Second, the authors assess three open‑source generative large language models (LLMs): Meta’s LLaMA‑3.3‑70B, Alibaba’s Qwen2.5‑32B‑instruct, and Qwen2.5‑coder‑32B. All models are accessed via the Ollama platform with temperature set to 0 to ensure deterministic outputs. Two prompting strategies are explored: zero‑shot (no examples) and one‑shot (a single illustrative example). Preliminary qualitative testing indicated that one‑shot prompts yielded more structured and accurate responses, so the final experiments used a uniform one‑shot prompt across all models. The prompt instructs the model to read a bug description and output only the exact command(s) needed for reproduction, or “None” if no command exists.
Performance is measured using BLEU‑2, a standard n‑gram overlap metric, comparing model‑generated command strings against the human‑annotated ground truth. Empty‑string cases (both model and reference produce “None”) are treated as perfect matches. Results show that Qwen2.5‑instruct attains the highest average BLEU‑2 scores, marginally outperforming LLaMA and Qwen‑coder. While all LLMs substantially exceed the BERT baseline, the differences among them suggest that instruction‑following capability (Qwen) and code‑specific fine‑tuning (Qwen‑coder) each confer distinct advantages depending on the nature of the command text.
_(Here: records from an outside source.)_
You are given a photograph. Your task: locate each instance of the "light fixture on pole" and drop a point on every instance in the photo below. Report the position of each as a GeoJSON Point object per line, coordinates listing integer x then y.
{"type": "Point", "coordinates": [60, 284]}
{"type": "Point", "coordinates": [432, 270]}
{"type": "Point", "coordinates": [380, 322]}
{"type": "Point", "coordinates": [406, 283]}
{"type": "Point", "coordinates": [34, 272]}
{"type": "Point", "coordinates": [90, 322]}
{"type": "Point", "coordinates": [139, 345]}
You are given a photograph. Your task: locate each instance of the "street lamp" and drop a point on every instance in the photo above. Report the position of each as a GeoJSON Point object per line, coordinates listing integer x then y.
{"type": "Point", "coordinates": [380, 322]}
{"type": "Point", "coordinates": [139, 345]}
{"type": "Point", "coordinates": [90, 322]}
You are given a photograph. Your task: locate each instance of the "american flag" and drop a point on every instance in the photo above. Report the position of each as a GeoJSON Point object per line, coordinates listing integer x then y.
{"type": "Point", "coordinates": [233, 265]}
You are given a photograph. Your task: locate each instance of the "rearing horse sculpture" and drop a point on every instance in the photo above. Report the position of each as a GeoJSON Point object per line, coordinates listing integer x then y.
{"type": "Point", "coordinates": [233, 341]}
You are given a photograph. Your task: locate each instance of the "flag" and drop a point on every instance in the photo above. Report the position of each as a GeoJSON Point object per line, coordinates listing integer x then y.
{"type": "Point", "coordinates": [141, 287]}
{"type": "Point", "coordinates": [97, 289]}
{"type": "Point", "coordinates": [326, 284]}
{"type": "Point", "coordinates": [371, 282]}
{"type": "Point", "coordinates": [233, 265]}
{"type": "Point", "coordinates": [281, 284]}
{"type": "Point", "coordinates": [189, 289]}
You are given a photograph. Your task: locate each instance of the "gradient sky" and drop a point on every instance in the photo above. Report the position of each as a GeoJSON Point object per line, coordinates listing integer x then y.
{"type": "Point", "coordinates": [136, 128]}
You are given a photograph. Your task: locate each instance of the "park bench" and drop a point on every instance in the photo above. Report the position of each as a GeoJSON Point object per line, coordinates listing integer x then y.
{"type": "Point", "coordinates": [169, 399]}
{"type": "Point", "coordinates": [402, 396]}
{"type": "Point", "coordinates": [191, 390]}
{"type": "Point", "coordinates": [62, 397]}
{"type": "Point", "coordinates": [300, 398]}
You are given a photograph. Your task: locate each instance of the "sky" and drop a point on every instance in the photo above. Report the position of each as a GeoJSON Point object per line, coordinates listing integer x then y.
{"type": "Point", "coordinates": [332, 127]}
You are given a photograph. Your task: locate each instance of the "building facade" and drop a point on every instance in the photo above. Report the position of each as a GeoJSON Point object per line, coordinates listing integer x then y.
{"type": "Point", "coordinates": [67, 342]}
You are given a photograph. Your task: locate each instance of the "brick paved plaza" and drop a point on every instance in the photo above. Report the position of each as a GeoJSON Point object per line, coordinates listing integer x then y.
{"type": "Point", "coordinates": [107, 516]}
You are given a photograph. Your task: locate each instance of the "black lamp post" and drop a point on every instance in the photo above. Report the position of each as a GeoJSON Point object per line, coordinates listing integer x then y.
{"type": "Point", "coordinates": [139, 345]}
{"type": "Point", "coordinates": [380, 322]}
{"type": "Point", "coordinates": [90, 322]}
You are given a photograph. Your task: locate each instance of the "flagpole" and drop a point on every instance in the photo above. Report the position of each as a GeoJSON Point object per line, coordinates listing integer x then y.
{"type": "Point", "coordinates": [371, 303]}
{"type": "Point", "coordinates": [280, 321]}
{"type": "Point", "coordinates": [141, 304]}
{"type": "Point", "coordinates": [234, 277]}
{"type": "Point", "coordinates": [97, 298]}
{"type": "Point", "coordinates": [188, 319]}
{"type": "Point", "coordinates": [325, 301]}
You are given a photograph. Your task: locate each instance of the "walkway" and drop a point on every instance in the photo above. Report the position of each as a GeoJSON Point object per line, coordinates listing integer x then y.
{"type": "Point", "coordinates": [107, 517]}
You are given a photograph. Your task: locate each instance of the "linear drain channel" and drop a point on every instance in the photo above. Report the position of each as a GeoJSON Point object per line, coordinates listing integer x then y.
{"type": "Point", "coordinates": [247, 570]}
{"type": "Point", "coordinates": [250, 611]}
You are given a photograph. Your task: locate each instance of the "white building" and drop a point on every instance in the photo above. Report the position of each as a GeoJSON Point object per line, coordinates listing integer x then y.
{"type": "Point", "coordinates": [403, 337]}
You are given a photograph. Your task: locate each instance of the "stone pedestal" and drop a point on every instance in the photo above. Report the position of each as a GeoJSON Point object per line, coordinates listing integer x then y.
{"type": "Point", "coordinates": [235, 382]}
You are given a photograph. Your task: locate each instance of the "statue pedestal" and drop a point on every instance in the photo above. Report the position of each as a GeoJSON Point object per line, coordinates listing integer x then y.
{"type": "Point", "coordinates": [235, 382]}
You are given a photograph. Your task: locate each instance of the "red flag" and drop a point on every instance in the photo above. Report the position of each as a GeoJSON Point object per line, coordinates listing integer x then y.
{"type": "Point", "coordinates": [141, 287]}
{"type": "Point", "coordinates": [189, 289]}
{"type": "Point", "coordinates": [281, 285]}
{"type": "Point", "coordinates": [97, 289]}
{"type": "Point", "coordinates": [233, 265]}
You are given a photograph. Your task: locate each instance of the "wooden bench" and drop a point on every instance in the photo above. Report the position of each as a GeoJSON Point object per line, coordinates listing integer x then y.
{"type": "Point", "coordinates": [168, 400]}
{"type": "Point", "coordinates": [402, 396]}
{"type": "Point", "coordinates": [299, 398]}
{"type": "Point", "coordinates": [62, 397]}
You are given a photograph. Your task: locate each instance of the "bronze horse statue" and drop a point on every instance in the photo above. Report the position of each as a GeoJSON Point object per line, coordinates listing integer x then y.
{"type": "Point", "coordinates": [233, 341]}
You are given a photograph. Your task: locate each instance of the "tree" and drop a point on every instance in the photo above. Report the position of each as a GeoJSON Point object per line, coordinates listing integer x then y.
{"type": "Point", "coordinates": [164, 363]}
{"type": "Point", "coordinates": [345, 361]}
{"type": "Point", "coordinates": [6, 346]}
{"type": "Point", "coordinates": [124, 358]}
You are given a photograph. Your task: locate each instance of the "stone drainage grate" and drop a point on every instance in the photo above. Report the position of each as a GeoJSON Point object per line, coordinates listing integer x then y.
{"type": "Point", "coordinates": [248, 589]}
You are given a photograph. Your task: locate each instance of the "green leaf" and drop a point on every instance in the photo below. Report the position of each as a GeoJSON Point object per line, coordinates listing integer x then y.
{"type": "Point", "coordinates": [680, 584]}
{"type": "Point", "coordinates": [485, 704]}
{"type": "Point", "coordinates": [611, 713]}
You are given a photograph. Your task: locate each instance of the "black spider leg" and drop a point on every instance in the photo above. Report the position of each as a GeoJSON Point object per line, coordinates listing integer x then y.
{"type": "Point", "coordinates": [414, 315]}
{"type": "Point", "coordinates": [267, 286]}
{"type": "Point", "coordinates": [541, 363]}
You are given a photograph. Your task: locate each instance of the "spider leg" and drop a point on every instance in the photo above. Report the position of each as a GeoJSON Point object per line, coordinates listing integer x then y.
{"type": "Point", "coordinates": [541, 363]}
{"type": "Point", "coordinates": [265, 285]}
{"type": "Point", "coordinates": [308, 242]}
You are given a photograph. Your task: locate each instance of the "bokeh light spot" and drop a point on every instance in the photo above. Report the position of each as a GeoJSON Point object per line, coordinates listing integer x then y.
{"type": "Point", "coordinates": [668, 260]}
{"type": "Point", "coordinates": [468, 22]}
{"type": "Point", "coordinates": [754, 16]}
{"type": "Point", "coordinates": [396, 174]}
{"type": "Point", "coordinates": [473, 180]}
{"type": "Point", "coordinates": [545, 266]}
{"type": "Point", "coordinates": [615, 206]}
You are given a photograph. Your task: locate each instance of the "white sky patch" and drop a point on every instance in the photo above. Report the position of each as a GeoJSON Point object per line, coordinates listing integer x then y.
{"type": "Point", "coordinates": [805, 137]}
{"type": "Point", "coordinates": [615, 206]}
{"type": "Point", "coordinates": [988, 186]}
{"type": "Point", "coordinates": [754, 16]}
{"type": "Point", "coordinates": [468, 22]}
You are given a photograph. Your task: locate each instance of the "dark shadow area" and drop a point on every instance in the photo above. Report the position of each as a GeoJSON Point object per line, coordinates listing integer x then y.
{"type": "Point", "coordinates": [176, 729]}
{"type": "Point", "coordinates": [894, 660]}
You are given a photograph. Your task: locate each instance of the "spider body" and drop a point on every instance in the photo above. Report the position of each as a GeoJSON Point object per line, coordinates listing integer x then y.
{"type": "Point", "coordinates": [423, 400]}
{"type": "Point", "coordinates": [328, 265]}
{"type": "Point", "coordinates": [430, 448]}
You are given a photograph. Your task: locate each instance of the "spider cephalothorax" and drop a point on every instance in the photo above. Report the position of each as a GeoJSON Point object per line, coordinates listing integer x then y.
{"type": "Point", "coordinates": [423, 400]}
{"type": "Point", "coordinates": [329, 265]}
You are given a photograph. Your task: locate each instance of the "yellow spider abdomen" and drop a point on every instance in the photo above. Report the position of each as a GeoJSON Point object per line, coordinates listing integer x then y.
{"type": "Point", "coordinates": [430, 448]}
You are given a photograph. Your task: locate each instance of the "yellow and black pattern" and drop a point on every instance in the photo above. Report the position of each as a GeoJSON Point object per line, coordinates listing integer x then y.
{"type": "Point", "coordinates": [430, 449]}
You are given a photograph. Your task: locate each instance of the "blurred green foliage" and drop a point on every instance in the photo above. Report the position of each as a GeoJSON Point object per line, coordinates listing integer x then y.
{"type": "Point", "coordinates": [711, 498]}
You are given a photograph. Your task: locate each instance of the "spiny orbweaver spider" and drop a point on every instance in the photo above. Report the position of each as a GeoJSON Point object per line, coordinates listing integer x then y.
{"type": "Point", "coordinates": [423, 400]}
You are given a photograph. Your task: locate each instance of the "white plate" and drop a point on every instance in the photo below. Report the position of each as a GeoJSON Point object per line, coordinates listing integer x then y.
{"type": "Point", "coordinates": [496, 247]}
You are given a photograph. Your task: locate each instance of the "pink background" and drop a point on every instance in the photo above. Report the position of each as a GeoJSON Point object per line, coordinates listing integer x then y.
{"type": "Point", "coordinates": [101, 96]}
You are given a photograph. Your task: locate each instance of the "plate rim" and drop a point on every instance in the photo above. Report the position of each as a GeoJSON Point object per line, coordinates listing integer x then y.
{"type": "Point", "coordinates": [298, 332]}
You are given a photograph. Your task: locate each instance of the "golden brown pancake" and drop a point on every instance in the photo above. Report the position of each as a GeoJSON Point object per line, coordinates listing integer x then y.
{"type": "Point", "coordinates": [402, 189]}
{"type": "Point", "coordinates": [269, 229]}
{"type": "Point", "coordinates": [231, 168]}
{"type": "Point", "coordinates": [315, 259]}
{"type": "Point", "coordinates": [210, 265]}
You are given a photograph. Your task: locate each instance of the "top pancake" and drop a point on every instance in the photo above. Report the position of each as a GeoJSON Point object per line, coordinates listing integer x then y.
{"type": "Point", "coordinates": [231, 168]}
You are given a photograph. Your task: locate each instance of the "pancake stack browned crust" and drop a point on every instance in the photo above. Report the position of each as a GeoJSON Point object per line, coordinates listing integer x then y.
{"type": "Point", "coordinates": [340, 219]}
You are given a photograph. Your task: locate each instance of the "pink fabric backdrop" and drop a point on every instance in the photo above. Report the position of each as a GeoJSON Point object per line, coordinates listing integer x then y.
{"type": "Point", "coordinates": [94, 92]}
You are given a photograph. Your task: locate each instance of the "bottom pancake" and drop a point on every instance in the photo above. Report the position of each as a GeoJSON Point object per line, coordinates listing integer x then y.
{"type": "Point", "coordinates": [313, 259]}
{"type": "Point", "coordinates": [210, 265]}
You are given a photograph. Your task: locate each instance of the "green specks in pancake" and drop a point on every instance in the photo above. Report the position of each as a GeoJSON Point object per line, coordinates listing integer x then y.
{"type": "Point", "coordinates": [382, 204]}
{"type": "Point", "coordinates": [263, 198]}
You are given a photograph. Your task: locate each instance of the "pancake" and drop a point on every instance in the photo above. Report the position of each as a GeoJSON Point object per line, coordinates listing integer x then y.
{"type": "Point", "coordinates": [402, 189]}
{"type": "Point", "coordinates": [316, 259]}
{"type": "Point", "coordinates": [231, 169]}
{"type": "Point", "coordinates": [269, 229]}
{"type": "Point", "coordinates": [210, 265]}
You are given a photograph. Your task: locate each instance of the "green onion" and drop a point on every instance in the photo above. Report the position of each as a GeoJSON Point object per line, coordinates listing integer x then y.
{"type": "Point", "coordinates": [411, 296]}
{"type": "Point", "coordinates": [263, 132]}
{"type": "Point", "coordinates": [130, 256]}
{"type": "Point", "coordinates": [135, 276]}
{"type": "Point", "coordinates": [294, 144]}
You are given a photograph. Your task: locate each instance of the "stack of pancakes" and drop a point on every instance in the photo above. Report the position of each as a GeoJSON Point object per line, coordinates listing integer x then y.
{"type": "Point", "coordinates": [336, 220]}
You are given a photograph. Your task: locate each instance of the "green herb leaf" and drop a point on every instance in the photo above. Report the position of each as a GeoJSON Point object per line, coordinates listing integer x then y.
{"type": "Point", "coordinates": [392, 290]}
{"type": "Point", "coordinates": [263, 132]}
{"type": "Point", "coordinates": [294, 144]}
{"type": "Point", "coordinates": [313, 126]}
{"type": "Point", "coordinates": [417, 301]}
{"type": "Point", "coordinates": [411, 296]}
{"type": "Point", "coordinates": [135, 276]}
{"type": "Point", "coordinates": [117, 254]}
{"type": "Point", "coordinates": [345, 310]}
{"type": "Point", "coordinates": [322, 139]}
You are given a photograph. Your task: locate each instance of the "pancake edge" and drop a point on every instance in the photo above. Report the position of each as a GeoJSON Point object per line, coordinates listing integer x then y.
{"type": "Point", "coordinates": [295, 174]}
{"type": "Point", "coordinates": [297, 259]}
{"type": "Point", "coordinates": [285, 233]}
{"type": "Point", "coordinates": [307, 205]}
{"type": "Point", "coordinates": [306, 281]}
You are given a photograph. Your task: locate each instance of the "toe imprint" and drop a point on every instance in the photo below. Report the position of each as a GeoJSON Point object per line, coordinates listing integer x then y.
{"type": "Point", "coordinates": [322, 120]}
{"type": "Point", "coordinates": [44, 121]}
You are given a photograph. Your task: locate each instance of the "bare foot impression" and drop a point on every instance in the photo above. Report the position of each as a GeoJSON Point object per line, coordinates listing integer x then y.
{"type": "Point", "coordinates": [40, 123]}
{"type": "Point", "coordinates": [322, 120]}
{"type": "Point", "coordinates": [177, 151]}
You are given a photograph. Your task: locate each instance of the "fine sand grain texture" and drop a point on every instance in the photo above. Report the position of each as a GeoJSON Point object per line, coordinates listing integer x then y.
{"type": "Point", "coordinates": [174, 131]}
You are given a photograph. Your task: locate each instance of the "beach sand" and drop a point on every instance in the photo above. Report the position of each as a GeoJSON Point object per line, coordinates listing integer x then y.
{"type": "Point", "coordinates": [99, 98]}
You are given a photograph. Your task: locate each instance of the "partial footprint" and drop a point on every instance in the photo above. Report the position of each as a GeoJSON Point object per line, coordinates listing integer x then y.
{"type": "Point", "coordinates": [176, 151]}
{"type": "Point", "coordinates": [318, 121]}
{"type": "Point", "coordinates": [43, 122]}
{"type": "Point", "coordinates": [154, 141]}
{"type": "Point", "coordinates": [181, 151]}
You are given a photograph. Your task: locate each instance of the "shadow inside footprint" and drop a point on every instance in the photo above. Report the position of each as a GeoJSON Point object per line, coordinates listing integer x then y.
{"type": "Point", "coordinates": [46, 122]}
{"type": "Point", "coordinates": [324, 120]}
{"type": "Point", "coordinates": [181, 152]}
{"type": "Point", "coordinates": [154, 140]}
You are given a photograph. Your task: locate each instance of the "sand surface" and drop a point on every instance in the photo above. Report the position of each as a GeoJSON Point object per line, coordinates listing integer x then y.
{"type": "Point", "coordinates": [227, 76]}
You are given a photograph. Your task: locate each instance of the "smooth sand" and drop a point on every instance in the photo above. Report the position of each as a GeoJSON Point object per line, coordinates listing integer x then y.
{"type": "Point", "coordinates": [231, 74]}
Key insights include: (1) traditional token‑level NLP methods struggle with the sparse, heterogeneous command extraction task, especially under limited data; (2) generative LLMs can leverage their massive pre‑training to infer command structures with minimal task‑specific examples; (3) model performance is sensitive to prompt design and the presence of code‑oriented pre‑training; (4) BLEU‑2, while useful for measuring textual similarity, does not capture functional correctness or executability of the extracted commands.
The authors acknowledge several limitations: the dataset is confined to a single project (coreutils) and a single language (English), the sample size (206 reports) is modest, and the evaluation relies on a similarity metric rather than actual execution of the commands. They propose future work to expand the dataset across diverse projects and languages, to develop an automated test harness that runs the extracted commands to verify reproducibility, and to design richer evaluation metrics that combine textual similarity with functional success rates.
In summary, LLPut provides the first systematic empirical study of open‑source generative LLMs for extracting reproducible inputs from bug reports. It demonstrates that LLMs, particularly instruction‑tuned models like Qwen, can substantially outperform conventional NLP baselines, opening a promising avenue for automating a labor‑intensive step in software debugging and maintenance workflows.